O mundo inteiro pareceu esvaziar-se por um instante. Eu, Bassam Shadid, o homem que fazia os poderosos se curvarem, que enterrava traidores com um sorriso e comandava um império de sombras, me vi ali — calado. Observando uma mulher muda que não precisava falar nada para desordenar meu eixo.
Eu não sabia o que ela representava. Mas sabia, com certeza, que não fazia parte dos planos. E tudo que não é previsto por mim… me fascina. Porque não existe nada mais perigoso para um homem como eu do que algo que não pode ser dominado.
O pai dela fez menção de se levantar outra vez, puxando levemente a cadeira ao lado de Alina, como se a simples presença dela justificasse uma nova reverência silenciosa ao ambiente. Seu gesto foi interrompido pela própria madrasta, que se adiantou com um brilho orgulhoso nos olhos, pousando a mão no ombro da jovem com um carinho sutil, quase ritualístico.
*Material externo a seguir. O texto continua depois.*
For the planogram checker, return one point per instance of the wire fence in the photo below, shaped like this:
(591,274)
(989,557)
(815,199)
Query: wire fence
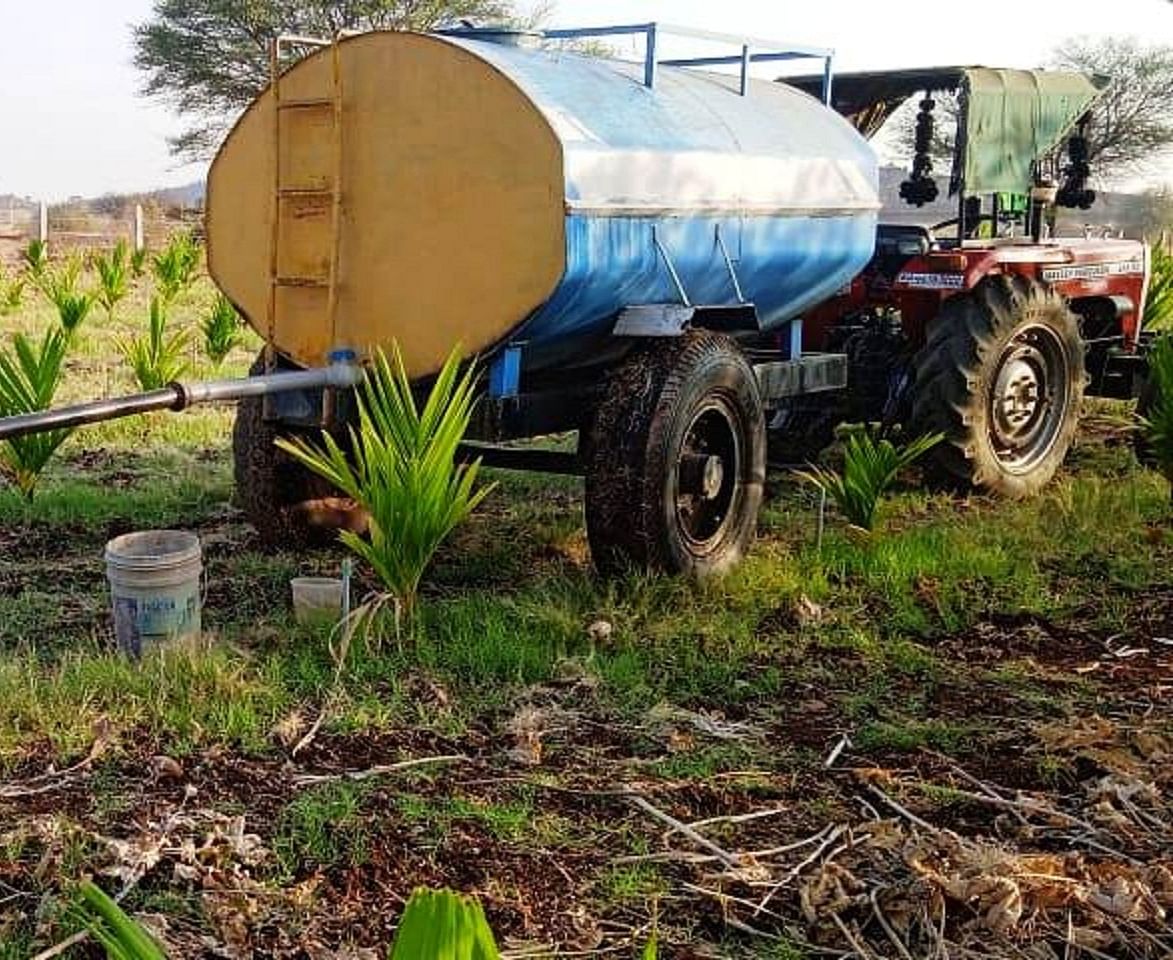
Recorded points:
(72,228)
— Bassam... — ela começou, com a voz suave, cuidadosa, como quem está apresentando algo sagrado. — Esta é Alina. Minha enteada. Filha de Haydar... — seus olhos deslizaram até o marido, que assentiu em silêncio, com um orgulho mudo — ...e uma das criaturas mais preciosas que este mundo já teve a graça de conhecer.
Alina me olhou então. Direto. Sem desviar. Seus olhos eram grandes, límpidos, com uma profundidade que não vinha da dor ou da experiência — mas da percepção. Ela não carregava o peso do mundo, como eu. Carregava algo mais raro: uma consciência delicada, limpa de artifícios. Havia um brilho ali que desafiava a sujeira onde eu me movia. Um brilho que não deveria me interessar, e ainda assim, me desarmava como nenhuma arma jamais o fizera.
Ela me examinou, não como os outros faziam — com medo, com bajulação, com desconfiança —, mas com atenção genuína. Como se quisesse entender. E então sorriu.